YUP. Anyone who’s been through it understands that a c-section isn’t like having a mole removed. It’s major abdominal surgery involving a painful recovery.

In short, it’s no walk in the park.

Sophie writes, “Two people rummaging in your trunk as though they’ve lost their phone down the back of a sofa cushion, is unpleasant at best. And once it’s over, and you’ve gone through the horror of not being able to feel your legs for a couple of hours – what then?”

Well, a long and uncomfortable recovery where you’re also expected to care for a teeny infant.

“A section is also one of the few major operations you’ll have where less than 24 hours after going under the knife, you’re hurled out of bed and sent for a walk and a shower. You’ve got a child to look after woman, no time for laying around and feeling sorry for yourself.”

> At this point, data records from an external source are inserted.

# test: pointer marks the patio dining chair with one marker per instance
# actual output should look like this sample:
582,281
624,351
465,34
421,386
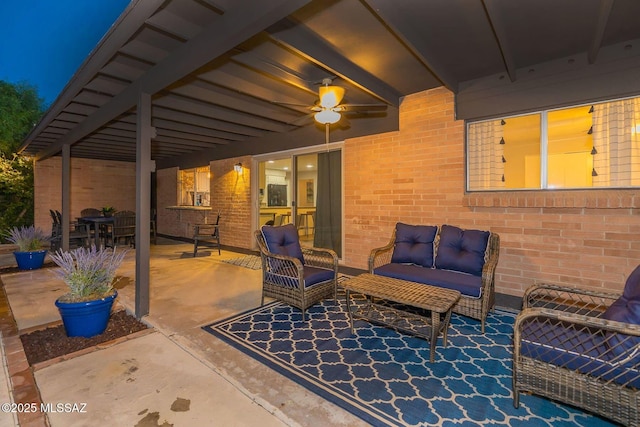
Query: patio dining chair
123,227
207,235
295,275
78,235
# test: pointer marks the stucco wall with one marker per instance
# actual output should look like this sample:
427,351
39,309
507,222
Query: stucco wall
94,184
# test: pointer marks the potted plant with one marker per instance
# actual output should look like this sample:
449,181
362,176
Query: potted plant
90,276
108,211
31,243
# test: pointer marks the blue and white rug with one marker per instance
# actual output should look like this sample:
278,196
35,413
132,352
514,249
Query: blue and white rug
385,377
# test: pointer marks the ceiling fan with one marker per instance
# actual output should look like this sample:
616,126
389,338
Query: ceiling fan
329,110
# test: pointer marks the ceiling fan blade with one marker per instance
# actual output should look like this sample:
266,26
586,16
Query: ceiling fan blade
349,107
301,121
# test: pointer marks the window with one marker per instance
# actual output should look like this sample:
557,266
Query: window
590,146
193,185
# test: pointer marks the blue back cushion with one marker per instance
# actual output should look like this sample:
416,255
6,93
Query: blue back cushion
414,244
462,250
625,309
283,240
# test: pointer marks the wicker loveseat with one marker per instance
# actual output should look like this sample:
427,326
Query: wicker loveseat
445,256
582,348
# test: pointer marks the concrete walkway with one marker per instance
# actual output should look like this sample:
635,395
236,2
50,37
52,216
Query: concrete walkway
175,375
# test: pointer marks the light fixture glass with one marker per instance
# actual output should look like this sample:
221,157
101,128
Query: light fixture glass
330,96
327,117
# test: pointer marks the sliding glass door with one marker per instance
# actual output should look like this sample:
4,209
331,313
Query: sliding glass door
303,188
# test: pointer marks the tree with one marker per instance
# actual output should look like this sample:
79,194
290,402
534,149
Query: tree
20,110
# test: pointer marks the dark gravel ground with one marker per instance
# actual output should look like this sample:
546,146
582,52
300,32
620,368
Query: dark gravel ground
53,342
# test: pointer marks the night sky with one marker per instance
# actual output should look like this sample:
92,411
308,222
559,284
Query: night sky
44,42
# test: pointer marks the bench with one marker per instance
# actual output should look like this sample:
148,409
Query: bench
444,256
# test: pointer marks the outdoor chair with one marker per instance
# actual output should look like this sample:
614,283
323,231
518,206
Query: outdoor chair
78,233
90,212
206,235
123,227
581,348
298,276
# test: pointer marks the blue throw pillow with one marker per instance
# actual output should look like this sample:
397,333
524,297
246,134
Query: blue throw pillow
625,309
462,250
283,240
414,244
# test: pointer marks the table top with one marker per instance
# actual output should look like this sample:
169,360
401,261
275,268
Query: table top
428,297
96,219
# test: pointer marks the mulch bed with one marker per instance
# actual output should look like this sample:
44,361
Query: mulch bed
53,342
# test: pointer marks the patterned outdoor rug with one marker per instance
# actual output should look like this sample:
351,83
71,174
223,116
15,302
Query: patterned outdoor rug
385,377
249,261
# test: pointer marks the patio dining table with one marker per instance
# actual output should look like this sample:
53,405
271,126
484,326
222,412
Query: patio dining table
96,223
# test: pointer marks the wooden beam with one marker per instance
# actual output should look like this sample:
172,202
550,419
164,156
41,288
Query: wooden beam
301,40
601,25
496,21
143,204
123,29
392,14
238,24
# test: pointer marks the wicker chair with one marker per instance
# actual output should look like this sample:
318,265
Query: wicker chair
566,347
477,308
123,227
299,284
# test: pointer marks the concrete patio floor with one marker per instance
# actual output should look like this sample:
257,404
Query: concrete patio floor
175,375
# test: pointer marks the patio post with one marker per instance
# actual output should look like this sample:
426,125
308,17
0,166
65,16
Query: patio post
66,199
143,202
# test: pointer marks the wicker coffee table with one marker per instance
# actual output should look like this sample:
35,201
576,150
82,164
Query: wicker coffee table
393,309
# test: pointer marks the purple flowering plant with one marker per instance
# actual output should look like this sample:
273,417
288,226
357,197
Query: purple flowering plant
89,273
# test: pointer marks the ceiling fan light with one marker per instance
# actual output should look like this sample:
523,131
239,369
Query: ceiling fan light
327,117
330,96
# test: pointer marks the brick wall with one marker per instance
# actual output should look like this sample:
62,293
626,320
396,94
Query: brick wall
230,194
94,184
416,175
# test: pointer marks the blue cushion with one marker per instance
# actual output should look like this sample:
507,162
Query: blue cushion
466,284
625,309
462,250
414,244
576,349
283,240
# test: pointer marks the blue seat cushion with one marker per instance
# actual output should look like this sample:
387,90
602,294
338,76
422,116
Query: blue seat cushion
315,275
577,349
283,240
467,284
625,309
462,250
414,244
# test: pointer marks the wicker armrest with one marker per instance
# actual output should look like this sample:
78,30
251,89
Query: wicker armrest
319,257
611,342
282,265
568,299
381,256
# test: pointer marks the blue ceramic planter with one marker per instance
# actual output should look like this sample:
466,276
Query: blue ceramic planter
87,318
30,260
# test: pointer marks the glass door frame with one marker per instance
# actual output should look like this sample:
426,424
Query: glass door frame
292,155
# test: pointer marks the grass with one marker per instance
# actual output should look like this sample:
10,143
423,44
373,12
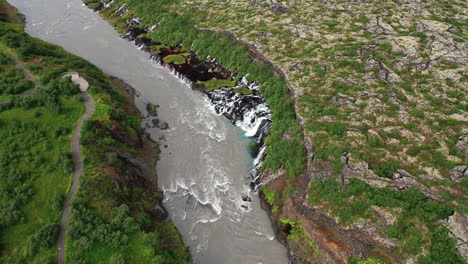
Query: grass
174,59
214,84
46,179
36,164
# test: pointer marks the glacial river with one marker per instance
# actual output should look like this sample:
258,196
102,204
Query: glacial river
204,170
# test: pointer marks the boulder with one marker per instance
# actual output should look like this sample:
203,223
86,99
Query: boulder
152,109
459,173
458,225
163,125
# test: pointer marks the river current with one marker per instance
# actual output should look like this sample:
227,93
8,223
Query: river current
204,165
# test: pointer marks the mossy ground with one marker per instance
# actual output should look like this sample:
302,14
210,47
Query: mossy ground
36,165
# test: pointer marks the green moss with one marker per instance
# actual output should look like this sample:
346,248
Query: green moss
174,59
216,84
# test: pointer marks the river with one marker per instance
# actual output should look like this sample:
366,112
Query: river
204,169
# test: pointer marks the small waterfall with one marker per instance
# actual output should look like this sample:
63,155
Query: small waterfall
248,111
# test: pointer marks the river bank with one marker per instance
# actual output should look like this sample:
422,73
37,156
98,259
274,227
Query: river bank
108,221
245,108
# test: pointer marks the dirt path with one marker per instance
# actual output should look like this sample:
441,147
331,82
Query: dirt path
78,161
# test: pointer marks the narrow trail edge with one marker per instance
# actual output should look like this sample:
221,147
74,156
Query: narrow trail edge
78,161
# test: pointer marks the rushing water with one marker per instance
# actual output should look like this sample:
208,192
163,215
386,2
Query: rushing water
204,170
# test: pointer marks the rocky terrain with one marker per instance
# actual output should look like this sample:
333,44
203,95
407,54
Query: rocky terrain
380,89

And aside from the physical aspect of a c-section, there’s the mental fallout that goes along with your original birth plan not happening. “The photograph with this post is now one of my favourites, but it didn’t used to be,” she shares. “It used to be a memento of my failings… a reminder that I hadn’t done things ‘properly.’”

She now realizes how “blooming ridiculous” the idea of a c-section not being a “proper” way to give birth truly is, but at the time, she felt differently. She says “there was a rational part of my brain saying, ‘It doesn’t matter how she arrived, she’s alive.’ However, there was also a louder non-rational part that harboured feelings of guilt and inferiority.”

Sophie tells Scary Mommy she’s had tons of reactions to her post from moms thanking her for talking about how hard c-sections are and for highlighting that it’s no “easy” option. She’s also received comments about vaginal births being equally difficult, which she doesn’t dispute. She says, “The whole point of the post was that one way wasn’t easier than the other.”

As for her advice to other c-section moms? “A section is not a failure, in most cases it’s a necessity but that doesn’t help with feelings of disappointment. It’s almost as though you’ve been robbed of something. However, a little way down the line you’ll come round to the fact the most important thing is your baby came out safe and well, and that’s all that matters really. You did do it properly.”

As the ending of her post sums up perfectly:

“Hate to be the bearer of bad news folks, but I’ve come to the conclusion there’s no easy way to birth… What goes up must come down, albeit nine months later and slightly heavier – there’s just no getting away from pain, scars, complications, and hefty dose of indignity… But if everyone comes out of it healthy, happy and alive – who really cares?”